If after the first stage the trial is not stopped for lack of efficacy, we proceed into the second stage. After the second stage, we calculate the second stage p-value based upon the disjoint sample of the second stage only. The final analysis is conducted by combining the two p-values into a single test statistic using a predefined combination function. Note that this combination rule cannot be chosen in a data-dependent way after the first stage, it must be laid down a priori in the planning phase.

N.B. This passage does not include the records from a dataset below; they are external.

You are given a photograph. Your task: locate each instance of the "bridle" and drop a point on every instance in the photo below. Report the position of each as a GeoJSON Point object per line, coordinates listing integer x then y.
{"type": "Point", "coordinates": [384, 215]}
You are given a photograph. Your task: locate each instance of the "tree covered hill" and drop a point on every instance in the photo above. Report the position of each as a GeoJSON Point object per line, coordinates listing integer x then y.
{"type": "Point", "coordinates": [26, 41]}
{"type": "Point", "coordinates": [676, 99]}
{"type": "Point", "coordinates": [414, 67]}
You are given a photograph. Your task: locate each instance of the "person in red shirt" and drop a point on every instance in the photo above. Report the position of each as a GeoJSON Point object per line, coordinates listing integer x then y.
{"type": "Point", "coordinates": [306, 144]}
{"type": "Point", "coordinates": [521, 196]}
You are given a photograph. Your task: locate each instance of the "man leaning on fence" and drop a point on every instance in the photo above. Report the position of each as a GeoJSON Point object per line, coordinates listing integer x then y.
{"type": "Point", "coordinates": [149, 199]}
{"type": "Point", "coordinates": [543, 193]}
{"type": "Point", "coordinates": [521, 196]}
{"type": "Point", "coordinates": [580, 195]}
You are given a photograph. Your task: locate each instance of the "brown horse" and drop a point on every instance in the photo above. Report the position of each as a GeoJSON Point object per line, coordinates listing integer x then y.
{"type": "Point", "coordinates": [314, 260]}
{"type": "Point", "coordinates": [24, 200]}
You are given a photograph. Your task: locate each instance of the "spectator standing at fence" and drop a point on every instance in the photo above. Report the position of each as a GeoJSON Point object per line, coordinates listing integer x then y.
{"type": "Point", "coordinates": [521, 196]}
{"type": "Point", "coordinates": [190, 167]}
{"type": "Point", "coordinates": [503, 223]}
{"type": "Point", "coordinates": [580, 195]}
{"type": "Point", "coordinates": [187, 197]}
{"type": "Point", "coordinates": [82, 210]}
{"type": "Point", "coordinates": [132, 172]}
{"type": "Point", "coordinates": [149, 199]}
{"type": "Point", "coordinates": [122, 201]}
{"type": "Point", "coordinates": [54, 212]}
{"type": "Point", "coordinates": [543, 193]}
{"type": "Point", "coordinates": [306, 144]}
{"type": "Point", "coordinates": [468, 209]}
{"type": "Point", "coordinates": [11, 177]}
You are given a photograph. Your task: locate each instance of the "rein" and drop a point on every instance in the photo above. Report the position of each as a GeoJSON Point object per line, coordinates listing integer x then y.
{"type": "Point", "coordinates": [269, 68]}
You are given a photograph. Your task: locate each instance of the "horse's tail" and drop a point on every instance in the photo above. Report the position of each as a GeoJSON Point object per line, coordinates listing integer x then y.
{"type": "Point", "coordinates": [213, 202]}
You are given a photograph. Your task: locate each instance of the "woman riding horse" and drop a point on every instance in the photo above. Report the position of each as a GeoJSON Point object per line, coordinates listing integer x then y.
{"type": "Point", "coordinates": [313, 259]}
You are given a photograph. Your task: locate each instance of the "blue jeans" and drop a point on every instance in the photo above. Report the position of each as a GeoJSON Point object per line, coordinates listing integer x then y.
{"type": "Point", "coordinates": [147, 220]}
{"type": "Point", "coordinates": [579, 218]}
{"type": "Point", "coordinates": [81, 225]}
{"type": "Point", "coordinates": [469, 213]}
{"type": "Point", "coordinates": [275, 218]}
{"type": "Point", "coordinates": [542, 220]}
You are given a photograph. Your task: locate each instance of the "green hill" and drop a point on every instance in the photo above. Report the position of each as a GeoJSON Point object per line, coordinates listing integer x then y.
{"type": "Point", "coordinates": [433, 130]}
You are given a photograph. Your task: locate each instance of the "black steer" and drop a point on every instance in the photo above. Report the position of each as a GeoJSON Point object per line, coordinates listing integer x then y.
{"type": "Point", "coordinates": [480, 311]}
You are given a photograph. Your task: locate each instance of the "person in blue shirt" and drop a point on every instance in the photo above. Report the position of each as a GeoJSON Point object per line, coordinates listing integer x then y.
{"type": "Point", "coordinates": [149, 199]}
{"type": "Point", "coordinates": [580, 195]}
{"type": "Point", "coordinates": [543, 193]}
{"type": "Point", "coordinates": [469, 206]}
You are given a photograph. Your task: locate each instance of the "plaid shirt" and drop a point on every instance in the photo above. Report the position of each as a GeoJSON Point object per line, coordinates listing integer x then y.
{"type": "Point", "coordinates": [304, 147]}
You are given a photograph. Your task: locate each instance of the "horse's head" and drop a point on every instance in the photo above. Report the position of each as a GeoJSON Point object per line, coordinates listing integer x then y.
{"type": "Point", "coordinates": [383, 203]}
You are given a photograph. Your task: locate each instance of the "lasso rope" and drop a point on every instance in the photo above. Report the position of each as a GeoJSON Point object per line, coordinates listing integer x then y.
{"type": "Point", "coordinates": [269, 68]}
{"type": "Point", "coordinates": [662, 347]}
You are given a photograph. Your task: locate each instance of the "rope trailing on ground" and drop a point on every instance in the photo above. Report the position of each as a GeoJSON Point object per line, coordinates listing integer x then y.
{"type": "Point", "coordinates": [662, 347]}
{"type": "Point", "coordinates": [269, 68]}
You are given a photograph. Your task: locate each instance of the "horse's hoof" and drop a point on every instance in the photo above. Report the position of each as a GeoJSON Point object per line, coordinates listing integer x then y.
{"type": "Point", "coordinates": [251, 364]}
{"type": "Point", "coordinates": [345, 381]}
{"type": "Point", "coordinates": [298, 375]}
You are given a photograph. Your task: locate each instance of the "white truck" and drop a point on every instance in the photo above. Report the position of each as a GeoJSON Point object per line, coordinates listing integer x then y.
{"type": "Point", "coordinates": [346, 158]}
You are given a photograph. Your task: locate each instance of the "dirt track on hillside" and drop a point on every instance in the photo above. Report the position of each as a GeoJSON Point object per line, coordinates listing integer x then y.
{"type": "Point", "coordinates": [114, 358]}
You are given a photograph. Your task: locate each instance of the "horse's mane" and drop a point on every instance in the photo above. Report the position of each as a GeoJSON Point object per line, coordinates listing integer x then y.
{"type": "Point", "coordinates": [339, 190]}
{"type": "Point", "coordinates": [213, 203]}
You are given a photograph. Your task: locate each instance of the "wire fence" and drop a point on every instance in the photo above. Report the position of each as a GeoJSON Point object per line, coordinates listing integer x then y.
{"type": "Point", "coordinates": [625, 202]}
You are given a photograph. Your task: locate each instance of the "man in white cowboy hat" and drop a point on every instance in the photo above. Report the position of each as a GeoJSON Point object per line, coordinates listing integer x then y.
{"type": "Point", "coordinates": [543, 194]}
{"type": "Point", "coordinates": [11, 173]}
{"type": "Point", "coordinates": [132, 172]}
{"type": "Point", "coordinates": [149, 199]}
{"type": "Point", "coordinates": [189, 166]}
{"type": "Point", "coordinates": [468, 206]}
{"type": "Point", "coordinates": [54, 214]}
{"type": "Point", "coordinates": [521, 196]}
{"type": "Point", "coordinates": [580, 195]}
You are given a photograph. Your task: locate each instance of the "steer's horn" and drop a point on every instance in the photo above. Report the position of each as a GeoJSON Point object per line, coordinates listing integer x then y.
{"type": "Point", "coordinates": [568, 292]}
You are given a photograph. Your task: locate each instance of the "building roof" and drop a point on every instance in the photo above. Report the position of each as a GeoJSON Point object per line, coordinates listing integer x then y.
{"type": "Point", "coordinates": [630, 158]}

This formulation in terms of combination of p-values provides an enormous generality with regard to hypotheses and statistical models. The adaptive combination test controls the familywise Type I error in the strong sense (i.e., the probability that one treatment is erroneously declared superior to the control) under all types of adaptations which preserve the simple properties of the distribution of the stage-wise p-values under the overall no effect hypothesis. It is important to note that if the treatment continuation criterion used during the trial differs from that which was planned, then this may have an impact on the power, but will not affect the Type I error rate.
Recently, Kelly et al. (2005) developed a very flexible design that uses adaptive group sequential methodology to monitor the largest efficient score statistic over multiple stages of a trial. The design allows the trial to begin with any number of treatments, to have any number of stages, and permits any number of treatments to continue at any stage.
2.2.4Bayesian model-based designs
Inoue et al. (2002) envisage a Phase II trial in which a single treatment is compared with a control based on both survival time and short-term events that may be related to survival through a parametric mixture model. The main comparison is based on the survival endpoint, and the utility of short-term events must be demonstrated by the results actually observed in the trial. Initially, patients are enrolled only in one main center and are randomized between treatment and control throughout. Interim decisions of whether to stop early, continue Phase II, or proceed to confirmatory Phase III are made repeatedly during a time interval, and are based on predictive probabilities of concluding superiority of the new treatment. If the data suggest that the new treatment may have a positive impact on the short-term events and that this impact translates into a survival benefit, then the trial is seamlessly expanded to include other centers, increasing the accrual rate.